Understanding Kerberos Authentication in Active Directory
Kerberos is the backbone of authentication in every Windows domain. Understanding how it works and how it fails is essential knowledge for any AD administrator.
Adrian Garcia
Published 29 June 2026
What Is Kerberos?
Kerberos is a network authentication protocol that uses secret-key cryptography to provide strong authentication for client-server applications. In a Windows Active Directory environment, it has been the default authentication protocol since Windows 2000, replacing the older and weaker NTLM protocol.
The Three Principals
Kerberos involves three parties:
Client: the user or machine requesting access
KDC (Key Distribution Center): a domain controller running the Kerberos service
Service: the resource the client wants to access, such as a file share, web app, or database
The Authentication Flow
Stage 1: Getting a TGT
When a user logs in, their workstation sends an AS-REQ to the KDC. The KDC validates the credentials and responds with a TGT (Ticket Granting Ticket) encrypted with the KDC own key. The client stores this TGT for the session, typically 10 hours.

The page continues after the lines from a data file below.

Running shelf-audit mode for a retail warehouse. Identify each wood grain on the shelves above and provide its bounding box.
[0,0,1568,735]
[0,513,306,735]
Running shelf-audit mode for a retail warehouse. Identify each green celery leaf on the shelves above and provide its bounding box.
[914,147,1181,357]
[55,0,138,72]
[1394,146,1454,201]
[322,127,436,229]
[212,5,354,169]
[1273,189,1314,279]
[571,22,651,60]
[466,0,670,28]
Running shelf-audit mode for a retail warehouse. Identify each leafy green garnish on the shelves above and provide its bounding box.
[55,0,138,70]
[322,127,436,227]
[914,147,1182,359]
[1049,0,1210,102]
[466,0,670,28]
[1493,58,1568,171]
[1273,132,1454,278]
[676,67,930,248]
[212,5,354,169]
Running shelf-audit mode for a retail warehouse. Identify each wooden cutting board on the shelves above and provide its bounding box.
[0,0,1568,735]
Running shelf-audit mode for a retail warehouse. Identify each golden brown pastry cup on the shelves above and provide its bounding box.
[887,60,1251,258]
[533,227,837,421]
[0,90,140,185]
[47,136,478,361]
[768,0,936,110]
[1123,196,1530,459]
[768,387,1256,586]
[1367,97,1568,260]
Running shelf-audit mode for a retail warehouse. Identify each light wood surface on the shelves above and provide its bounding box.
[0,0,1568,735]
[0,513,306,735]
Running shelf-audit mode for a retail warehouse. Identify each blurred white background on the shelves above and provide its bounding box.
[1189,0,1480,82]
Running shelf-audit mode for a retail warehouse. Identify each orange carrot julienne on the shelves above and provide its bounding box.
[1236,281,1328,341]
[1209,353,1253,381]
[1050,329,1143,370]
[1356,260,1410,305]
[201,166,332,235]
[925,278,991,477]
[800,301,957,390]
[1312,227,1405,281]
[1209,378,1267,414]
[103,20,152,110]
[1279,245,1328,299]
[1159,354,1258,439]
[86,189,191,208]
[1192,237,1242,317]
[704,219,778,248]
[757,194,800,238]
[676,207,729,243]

Stage 2: Getting a Service Ticket
When the user tries to access a resource, the client presents the TGT to the KDC via a TGS-REQ. The KDC issues a service ticket encrypted with the target service key. The client presents this to the service, which decrypts it and grants access.
Why Kerberos Fails
Clock skew: tickets have a 5-minute tolerance. Clocks differing by more than 5 minutes cause
KRB_AP_ERR_SKEW.Missing SPNs: if a service has no registered Service Principal Name, clients cannot request a ticket for it.
DNS failures: Kerberos relies heavily on DNS. If the DC hostname cannot be resolved, it falls back to NTLM or fails entirely.
Delegation misconfigurations: constrained or unconstrained delegation issues surface frequently in multi-tier applications.
Useful Diagnostic Commands
klist # View current Kerberos tickets
klist purge # Clear the ticket cache
nltest /sc_query:YOURDOMAIN # Test secure channel to DC
setspn -L ACCOUNTNAME # List SPNs for an accountConclusion
Kerberos is elegant when it works and maddening when it does not. The clock skew issue catches almost everyone at least once. Keep your time synchronisation solid, your SPNs correct, and your DNS healthy: and Kerberos will rarely give you trouble.